1

I am trying to implement multi-precision arithmetic for 256-bit operands based on radix-2^32 representation. In order to do that I defined operands as:

typedef union UN_256fe{

uint32_t uint32[8];

}UN_256fe;

and here is my MP addition function:

void add256(UN_256fe* A, UN_256fe* B, UN_256fe* result){

uint64_t t0, t1;
t0 = (uint64_t) A->uint32[7] + B->uint32[7];
result->uint32[7] = (uint32_t)t0;
t1 = (uint64_t) A->uint32[6] + B->uint32[6] + (t0 >> 32);
result->uint32[6] = (uint32_t)t1;
t0 = (uint64_t) A->uint32[5] + B->uint32[5] + (t1 >> 32);
result->uint32[5] = (uint32_t)t0;
t1 = (uint64_t) A->uint32[4] + B->uint32[4] + (t0 >> 32);
result->uint32[4] = (uint32_t)t1;
t0 = (uint64_t) A->uint32[3] + B->uint32[3] + (t1 >> 32);
result->uint32[3] = (uint32_t)t0;
t1 = (uint64_t) A->uint32[2] + B->uint32[2] + (t0 >> 32);
result->uint32[2] = (uint32_t)t1;
t0 = (uint64_t) A->uint32[1] + B->uint32[1] + (t1 >> 32);
result->uint32[1] = (uint32_t)t0;
t1 = (uint64_t) A->uint32[0] + B->uint32[0] + (t0 >> 32);
result->uint32[0] = (uint32_t)t1;

}

I implemented it without using loop for simplicity.
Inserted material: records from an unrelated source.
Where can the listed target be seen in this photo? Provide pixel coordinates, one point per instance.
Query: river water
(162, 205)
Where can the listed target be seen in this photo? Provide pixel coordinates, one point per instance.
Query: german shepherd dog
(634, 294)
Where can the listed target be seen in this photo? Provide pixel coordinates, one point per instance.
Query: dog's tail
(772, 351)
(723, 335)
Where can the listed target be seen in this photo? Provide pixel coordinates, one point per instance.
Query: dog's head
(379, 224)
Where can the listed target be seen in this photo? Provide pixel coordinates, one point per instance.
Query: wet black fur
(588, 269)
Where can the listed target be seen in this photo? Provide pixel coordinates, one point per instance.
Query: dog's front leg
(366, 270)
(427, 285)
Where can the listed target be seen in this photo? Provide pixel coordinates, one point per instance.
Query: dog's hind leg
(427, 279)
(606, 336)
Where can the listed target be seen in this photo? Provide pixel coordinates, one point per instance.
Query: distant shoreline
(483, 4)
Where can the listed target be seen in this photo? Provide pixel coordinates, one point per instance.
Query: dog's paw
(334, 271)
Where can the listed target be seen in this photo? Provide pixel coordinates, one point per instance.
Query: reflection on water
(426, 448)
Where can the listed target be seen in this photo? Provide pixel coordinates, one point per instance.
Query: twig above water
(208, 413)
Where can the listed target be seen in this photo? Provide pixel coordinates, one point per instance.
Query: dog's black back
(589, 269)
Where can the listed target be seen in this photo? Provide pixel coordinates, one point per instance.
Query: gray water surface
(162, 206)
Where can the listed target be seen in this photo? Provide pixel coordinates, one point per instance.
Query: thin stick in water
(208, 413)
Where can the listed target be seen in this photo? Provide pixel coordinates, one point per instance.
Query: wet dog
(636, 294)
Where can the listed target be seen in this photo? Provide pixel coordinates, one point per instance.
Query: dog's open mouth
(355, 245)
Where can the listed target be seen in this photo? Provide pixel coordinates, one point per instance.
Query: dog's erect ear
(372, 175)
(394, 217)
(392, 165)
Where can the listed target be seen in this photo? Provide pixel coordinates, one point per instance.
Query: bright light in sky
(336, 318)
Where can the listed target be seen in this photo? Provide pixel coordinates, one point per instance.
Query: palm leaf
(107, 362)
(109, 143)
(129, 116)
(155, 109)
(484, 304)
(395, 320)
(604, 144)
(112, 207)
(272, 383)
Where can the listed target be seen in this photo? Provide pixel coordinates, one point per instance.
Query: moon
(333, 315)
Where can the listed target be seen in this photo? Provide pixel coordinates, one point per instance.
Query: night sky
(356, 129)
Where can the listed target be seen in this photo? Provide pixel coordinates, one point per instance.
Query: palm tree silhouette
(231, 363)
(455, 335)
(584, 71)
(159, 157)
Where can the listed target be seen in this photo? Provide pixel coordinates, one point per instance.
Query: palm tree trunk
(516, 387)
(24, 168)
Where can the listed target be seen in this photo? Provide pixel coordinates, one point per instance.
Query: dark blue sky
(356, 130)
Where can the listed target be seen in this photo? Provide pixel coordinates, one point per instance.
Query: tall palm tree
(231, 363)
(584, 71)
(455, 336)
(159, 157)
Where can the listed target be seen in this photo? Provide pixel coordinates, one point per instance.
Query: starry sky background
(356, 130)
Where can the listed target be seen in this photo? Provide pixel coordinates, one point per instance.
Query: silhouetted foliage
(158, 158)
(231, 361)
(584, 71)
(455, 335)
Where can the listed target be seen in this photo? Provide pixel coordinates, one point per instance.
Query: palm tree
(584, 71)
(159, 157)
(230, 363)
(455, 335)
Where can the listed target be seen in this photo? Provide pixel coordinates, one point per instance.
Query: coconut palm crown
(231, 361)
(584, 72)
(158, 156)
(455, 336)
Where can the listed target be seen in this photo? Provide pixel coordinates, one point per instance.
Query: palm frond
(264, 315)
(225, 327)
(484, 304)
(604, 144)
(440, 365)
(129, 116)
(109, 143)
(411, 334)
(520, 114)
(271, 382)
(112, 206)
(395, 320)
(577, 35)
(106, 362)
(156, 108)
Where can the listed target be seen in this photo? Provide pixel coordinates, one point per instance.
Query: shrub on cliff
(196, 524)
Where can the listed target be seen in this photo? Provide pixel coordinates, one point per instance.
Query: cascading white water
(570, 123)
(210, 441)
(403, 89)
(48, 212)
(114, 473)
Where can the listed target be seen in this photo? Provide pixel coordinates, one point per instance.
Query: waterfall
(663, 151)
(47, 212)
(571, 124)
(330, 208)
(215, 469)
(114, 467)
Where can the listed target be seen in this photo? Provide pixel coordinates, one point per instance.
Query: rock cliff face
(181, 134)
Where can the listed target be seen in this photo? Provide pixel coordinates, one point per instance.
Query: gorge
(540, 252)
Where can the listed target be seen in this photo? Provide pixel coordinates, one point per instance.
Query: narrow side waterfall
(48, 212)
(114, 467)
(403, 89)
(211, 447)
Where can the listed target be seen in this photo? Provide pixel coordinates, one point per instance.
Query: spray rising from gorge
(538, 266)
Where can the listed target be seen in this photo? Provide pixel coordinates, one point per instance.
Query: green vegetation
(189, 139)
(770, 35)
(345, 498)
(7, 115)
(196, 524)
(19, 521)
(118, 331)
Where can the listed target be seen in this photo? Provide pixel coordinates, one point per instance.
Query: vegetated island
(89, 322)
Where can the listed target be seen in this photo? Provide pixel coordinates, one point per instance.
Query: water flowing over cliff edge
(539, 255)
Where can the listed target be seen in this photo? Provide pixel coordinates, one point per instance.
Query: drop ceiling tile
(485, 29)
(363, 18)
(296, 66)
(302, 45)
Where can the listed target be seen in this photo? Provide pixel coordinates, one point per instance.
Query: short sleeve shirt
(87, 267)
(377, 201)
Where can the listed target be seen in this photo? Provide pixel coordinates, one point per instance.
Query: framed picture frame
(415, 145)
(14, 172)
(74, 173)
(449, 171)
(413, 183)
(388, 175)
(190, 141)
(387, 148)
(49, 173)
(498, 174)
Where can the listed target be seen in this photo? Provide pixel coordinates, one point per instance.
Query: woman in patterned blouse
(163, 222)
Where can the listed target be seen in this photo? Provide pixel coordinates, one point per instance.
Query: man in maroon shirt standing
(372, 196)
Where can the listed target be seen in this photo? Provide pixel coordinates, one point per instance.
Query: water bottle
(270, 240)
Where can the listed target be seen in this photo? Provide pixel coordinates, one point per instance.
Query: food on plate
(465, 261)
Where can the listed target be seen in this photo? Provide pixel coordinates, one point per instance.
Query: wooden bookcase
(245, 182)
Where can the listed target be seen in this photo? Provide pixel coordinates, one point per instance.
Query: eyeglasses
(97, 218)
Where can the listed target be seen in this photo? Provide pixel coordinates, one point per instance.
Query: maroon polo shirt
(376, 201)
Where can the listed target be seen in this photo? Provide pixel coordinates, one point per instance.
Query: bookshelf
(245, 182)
Now when I test my function inside main:

#include <stdint.h>
#include <stdio.h>
#include <inttypes.h>
#include "mmulv3.0.h"

int main(){

UN_256fe result;
uint32_t c;

UN_256fe a = {0x00000f00,0xff00ff00,0xffff0000,0xf0f0f0f0,0x00000000,0xffffffff,0xf0fff000,0xfff0fff0};
UN_256fe b = {0x0000f000,0xff00ff00,0xffff0000,0xf0f0f0f0,0x00000000,0xffffffff,0xf0fff000,0xfff0ffff};
c = 2147483577;
printf("a:\n");
for(int i = 0; i < 8; i +=1){
    printf("%"PRIu32, a.uint32[i]);
}
printf("\nb:\n");
for(int i = 0; i < 8; i +=1){
    printf("%"PRIu32, b.uint32[i]);
}

add256(&a, &b, &result);
printf("\nResult for add256(a,b) = a + b:\n");
for(int i = 0; i < 8; i +=1){
    printf("%"PRIu32, result.uint32[i]);
}

return 0;
}

I've got:

a:
38404278255360429490176040423221600429496729540433049604293984240
b:
614404278255360429490176040423221600429496729540433049604293984255
Result for add256(a,b) = a + b:
652814261543425429483622537896770241429496729537916426254293001199

However, when I verified my result with sage, I've got:

sage: a=38404278255360429490176040423221600429496729540433049604293984240
sage: b=614404278255360429490176040423221600429496729540433049604293984255
sage: a+b
652808556510720858980352080846443200858993459080866099208587968495

Would you please help me out here?

A23149577
  • 2,045
  • 2
  • 40
  • 74
  • 4
    You seem to be concatenating the decimal representations of the individual words while printing. That won't work with a 32-bit binary "digits". Either perform base conversion by means of repeated short division by ten to extract the decimal digits or use decimal words modulo 10^9 for the representation. – doynax Dec 01 '15 at 20:51
  • Why use a `union` instead of a `struct`? – chqrlie Dec 01 '15 at 20:55
  • What does it matter whether a `union` or a `struct` is used when there is only one member? – John Bollinger Dec 01 '15 at 21:01
  • @chqrlie you are right I will change it to struct, I had more members in that type in previous versions and forgot to change it in my code – A23149577 Dec 01 '15 at 21:04
  • @A23149577 re your [recently deleted question](http://stackoverflow.com/questions/34161854/multi-precision-multiplication-in-cuda) it is really frustrating to prepare an answer but find you deleted the question ;( – Weather Vane Dec 08 '15 at 18:42
  • @WeatherVane I am really sorry! people kept voting down on that question because it seems nobody has any idea about multi-precision arithmetic in cuda and they think it should be closed. I repost the question and thank you so much for you answer in advance. – A23149577 Dec 08 '15 at 20:03

3 Answers3

3

The algorithm for addition seems correct, but you cannot print these 256-bit integers in decimal by converting each component individually.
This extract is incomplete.